It could be about a big mistake you’ve made at work or a break-up, but when something bad or upsetting happens, do you try to forget about it by forcefully shooing that thought away? Of course, forgetting and blocking out the thought helps relieve stress. Unfortunately, the human brain is not quite so simple where we can just wipe things off our memory.
The Difficulty of “Not Thinking”
Studies have shown that the harder people try to “forget” or “avoid thinking” about something, the more it sticks to the mind. This makes it more difficult to suppress our thoughts. This is called the paradoxical effect of thought suppression.
For example, when people who quit smoking constantly focus on the idea, “don’t think about smoking,” their minds will actually fill with thoughts of smoking. Every visit to a corner store, they’ll be checking the cigarette shelf or unintentionally staring at others who are smoking. In another scenario, when someone asks us to keep a secret, we end up thinking about it all day and night, racked with the temptation of telling a friend. We can fall into a self-loathing trap by thinking about the things we shouldn’t and conclude that we’re weak-willed. However, it all comes down to the mechanism of our thought processing than about will.
How to Better Deal with Stressful Thoughts
The more we try not to think, the more we end up thinking. We become overwhelmed by things we don’t want to think about, stressing our hearts away. What can we do to break this negative cycle? Here are a few ways to naturally avoid unwanted thoughts.

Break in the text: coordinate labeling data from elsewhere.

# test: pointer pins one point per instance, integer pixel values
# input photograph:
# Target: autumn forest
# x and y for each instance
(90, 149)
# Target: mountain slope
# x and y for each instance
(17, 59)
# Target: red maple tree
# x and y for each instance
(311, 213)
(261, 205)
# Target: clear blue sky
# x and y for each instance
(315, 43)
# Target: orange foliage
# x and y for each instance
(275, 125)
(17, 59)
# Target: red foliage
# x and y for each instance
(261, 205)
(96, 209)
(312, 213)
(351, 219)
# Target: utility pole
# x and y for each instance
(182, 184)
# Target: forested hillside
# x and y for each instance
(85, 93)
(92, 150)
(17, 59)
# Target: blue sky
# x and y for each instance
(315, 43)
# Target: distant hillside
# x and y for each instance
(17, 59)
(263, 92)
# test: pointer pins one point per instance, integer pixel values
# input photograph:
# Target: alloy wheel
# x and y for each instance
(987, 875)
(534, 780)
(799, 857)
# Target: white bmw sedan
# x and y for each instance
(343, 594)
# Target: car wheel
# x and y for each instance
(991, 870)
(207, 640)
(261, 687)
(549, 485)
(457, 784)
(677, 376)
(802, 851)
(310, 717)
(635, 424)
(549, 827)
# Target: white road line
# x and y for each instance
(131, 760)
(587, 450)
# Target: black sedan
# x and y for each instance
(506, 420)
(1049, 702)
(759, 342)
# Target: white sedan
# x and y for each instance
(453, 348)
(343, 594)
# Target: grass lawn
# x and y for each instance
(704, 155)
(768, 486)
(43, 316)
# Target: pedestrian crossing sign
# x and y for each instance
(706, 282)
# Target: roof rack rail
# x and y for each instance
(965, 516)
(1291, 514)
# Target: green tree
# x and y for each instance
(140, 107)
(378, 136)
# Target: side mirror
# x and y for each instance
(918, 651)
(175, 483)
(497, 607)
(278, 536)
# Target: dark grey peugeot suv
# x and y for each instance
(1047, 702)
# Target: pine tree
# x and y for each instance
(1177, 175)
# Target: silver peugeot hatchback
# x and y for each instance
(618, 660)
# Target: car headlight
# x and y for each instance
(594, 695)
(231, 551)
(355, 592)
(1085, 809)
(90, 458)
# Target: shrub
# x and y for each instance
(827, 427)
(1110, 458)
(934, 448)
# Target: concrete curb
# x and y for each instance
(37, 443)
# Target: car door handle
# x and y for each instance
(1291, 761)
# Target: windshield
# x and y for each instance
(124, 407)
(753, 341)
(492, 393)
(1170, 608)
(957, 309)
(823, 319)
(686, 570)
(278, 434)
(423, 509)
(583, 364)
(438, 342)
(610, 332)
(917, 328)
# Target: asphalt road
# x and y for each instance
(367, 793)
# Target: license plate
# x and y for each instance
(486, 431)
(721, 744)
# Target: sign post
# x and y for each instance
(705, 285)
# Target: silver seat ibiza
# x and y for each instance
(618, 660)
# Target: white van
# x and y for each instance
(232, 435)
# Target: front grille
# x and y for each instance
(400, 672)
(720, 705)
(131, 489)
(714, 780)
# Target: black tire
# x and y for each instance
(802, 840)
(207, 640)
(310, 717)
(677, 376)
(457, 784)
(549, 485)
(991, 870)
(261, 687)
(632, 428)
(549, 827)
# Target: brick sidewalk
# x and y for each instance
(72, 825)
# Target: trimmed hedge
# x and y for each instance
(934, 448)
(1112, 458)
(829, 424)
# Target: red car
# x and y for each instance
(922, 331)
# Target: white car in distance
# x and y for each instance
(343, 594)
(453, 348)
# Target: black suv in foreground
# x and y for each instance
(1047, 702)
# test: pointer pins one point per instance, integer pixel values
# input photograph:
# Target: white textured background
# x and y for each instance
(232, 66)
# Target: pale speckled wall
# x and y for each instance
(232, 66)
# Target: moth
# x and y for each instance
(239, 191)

1. Weaken the Need to Forcefully Shut Down
As mentioned, the more we try with the mentality of ‘should not think,’ the more it lingers in our minds. We need to weaken the idea that we ‘should not think’ about something. To achieve this, we can carefully monitor our thoughts. The conscious choice of “not thinking” implies our effort to avoid a certain thought, yet as a result, ending up with more attention towards the thought. It’s time-consuming and difficult to completely cut off our thoughts that cause stress. Try not to impose yourself with the strenuous task of “not thinking”.
2. Analyze Your Thought Process in Detail
When we feel frustrated, we tend to only focus on events that left the strongest impression, which in this case is the would be the frustrating incident. Try to look back on what you were doing before the incident. What were you doing and what was your state of mind? What triggered your frustration? Analyze your experience and sentiment from an objective point of view. What kind of action should you have taken in hindsight? This practice will help organize your thoughts and calm you down.
Repeating this approach helps gradual focus on the positive aspects of the matter, thus allowing our minds to accept. The process of detailed analysis may seem like the opposite thing to do, but this actually helps faster for the disperse and release of unpleasant feelings.
3. Introduce Alternative Thinking
It’s not easy to focus on many things at the same time. Instead of thinking what you’d rather avoid, introduce an alternative thought. When negative thoughts start filling your head, shift your focus and attention to something fun and joyful. This should naturally get rid of those negative thoughts. If you can make alternative thinking a habit, you’ll gain the capabilities to subconsciously avoid focus on the matters that stress you out.
Cast Your Mind Into Words
An effective way to practice the three steps above is to “disclose” your feelings and thoughts. Many studies show significant positive effects on mental health when experiences, feelings, and incidents are shared. “Disclosure” mentioned here doesn’t necessarily have to be towards others. Our deepest thoughts and feelings can be expressed through writing or speaking out loud alone. A diary that no one can see or self-talking at home is sufficient enough for it to be effective.
Forget That You Want to Forget
When you repeatedly remember an event you want to forget, or when your mind is full of negative thoughts, please don’t force yourself to forget. Instead, try changing your experience into words and let them out. Facing yourself head-on may actually be the shortcut to getting rid of your negative memories.